御蔵稲荷

8月2日。
御蔵稲荷神社*1船橋市本町4丁目*2



御蔵稲荷の由来と謝恩の碑


この稲荷神社は御蔵稲荷と呼ばれ、祭神は宇賀魂神である。この神は元来作物、食物の神であり、土地の守護神でもある。神社周辺は歴史的由緒が深く、様々な史話を伝える。江戸初期の慶長末年、現在地周辺に初代徳川家康船橋御殿を建て、二代秀忠、三代家光が度々宿泊休憩をした。四代家綱により廃され、跡地は富氏に与えられた。三代家光の正保年間に、その一角に九日市村の飢饉に備え穀物を蓄えておく御蔵が建られ、当時、郷御蔵と呼んだ。御蔵のお陰で当地では延宝、享保天明の飢饉にも餓死した者はいなかった。寛政三年御蔵は出水の為流失、御蔵への感謝をこめ地元民が浄財を募り稲荷祠の社殿を大きく建直し、四季折々の祭を行って来た。慶応四年船橋宿一帯は戊辰戦争の兵火のため大半が焼失させられた。その復旧工事中の翌明治二年土取り中御蔵稲荷東北、郷御蔵跡地あたりから、渡来銭の詰まった大瓶三口が出土した。瓶は高さ四尺(一、二メートル)中国銭貨の洪武通宝、永楽通宝等弐百五十貫余(約九四〇キロ)も入っていた。地元では馬六頭で葛飾県庁に届けたが、一部恩恵に浴した者もあったという。その後明治二十一年に、経緯を刻んだ「銭瓶遺跡之碑」を建立したが、昭和中期頃失われた。昭和初期文人太宰治氏は鄙びた御蔵稲荷を好み、その作品にも書き残し、いくつかの口絵写真でも、御蔵稲地を背景に使っている。昭和三十年代に急激な都市化により、船橋地名の起りであり、山、里、町、浜の文物交流の動線であった海老川が毎年の様に溢れ、氾濫がくりかえされた。昭和三十六年浸水家屋敷二三八戸であったものが昭和六十一年には二、四二六戸と増大、当町会の三分の二が泥水に浸り、物心両面での困苦は筆舌に盡しがたいものがあった。その都度町会集会所を兼ねていた御蔵稲荷社殿が、避難所、食事の炊き出し所として、被害町会民のために役立った。地元民相集い、災害対策協議会を結成、市に要望、大橋和夫市長*3の英断と、国、県関係機関の尽力により、六百三拾八億九阡万余の巨費を投じ海老川改修工事が、平成四年に完成、当地における、出水の憂いが解消した。治水百年と言われるが、十余年の月日をもっての完工は、見事であり感謝の外言葉もない。

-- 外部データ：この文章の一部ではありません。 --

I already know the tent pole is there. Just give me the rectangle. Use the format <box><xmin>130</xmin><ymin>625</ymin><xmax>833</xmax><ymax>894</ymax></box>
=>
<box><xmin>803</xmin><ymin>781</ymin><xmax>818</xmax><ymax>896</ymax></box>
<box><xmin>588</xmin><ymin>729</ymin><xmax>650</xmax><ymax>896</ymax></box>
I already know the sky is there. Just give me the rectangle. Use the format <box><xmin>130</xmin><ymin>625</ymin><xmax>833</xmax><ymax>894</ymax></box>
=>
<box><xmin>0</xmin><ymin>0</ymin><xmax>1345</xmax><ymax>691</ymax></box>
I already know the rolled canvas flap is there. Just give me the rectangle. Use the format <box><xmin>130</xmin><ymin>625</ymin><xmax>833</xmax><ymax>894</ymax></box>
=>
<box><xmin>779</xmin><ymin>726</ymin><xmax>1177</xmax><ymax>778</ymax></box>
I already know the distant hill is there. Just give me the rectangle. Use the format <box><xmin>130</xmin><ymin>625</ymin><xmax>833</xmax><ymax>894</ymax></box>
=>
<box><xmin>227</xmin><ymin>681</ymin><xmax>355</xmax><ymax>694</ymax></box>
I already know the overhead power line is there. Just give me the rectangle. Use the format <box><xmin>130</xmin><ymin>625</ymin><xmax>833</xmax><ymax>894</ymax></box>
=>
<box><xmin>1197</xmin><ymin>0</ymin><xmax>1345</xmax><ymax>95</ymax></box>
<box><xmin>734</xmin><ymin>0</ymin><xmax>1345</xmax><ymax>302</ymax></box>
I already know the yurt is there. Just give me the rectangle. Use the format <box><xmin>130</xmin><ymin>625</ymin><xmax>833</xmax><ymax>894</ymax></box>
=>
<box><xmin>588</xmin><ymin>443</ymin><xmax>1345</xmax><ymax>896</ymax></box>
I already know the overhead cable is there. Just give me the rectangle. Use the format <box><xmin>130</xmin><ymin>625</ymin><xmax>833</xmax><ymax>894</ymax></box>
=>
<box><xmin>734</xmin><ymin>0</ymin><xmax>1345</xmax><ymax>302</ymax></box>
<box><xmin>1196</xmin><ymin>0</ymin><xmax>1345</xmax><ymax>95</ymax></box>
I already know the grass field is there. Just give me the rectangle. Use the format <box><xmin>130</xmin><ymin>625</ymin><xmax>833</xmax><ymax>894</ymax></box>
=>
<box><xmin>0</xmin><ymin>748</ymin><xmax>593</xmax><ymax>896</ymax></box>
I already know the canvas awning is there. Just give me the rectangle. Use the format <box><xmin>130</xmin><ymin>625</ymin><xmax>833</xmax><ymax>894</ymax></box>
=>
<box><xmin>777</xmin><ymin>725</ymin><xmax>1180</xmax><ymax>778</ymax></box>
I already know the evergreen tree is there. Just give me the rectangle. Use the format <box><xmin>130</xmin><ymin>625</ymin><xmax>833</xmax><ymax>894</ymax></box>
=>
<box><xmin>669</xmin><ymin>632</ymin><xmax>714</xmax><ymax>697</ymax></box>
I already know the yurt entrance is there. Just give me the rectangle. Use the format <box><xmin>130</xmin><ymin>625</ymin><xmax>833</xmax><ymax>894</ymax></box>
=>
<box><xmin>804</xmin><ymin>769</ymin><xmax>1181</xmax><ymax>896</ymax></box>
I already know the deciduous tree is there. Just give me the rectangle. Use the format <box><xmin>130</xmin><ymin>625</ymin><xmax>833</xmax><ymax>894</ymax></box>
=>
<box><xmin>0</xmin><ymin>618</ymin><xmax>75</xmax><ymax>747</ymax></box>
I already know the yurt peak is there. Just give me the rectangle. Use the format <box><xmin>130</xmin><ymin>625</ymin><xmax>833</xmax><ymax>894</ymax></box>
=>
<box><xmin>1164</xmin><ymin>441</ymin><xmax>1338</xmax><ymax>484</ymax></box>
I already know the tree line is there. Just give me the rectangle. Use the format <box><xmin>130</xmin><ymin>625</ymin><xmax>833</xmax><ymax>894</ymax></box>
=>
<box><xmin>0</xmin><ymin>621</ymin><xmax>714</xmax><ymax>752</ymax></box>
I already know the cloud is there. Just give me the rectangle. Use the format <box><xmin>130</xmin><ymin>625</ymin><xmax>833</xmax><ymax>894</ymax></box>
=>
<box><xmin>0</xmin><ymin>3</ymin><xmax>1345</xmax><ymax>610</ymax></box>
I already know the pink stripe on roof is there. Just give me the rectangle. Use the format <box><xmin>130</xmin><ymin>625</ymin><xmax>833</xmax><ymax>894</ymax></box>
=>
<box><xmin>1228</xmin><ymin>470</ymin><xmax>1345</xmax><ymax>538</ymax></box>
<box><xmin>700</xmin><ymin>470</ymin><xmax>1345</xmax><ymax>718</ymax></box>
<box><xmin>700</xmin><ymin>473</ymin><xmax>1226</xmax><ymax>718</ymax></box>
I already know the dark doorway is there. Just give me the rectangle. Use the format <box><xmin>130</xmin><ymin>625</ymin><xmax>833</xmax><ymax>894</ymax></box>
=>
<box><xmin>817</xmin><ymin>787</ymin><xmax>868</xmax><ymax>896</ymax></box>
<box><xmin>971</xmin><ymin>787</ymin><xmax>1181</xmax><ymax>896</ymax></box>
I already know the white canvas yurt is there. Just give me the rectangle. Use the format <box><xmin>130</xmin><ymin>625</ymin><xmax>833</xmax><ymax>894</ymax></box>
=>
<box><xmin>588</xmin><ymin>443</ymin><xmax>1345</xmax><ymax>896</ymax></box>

いま町会が、平和で明るい生活を営めるのも心ある先人と、歴代町会長初代高村信三、二代新井善二郎、三代森内繁、四代栗原孝明、五代山崎正樹と役員が中心となり、一致団結「自主運営」と「互助」の心での努力が、今日の成果として結実した。この度社殿及び自治会館が、町会員の浄財と、市。県の補助金をもって新築落成、これを祝し、御蔵稲荷の由来と町会の成り立ちを含め、いく多の関係諸氏に深甚なる、感謝の意をもってこの碑を建立する。


平成七年七月九日

自治会館建設委員長
旧本町5丁目町会長 魚田薫 謹書



九日市村郷蔵跡


飢饉にそなえ穀物をたくわえたり、年貢米を一時的に保管したりするために、村々に建てられた倉庫を郷蔵あるいは郷御蔵とよんだ。九日市村の郷蔵は江戸時代寛永年間の終わり~正保の初めころ(1640年代)に立てたと伝えられ、150年ほど後の寛成3年(1791)に津波で失われた。以後は再建されなかったが、名主が貯えを預かり保管することになった。
宝永4年(1707)の船橋御殿地跡絵図には、敷地とともに「郷御蔵」と記されている。
九日市村は現在の本町・湊町・北本町の町域にあたる。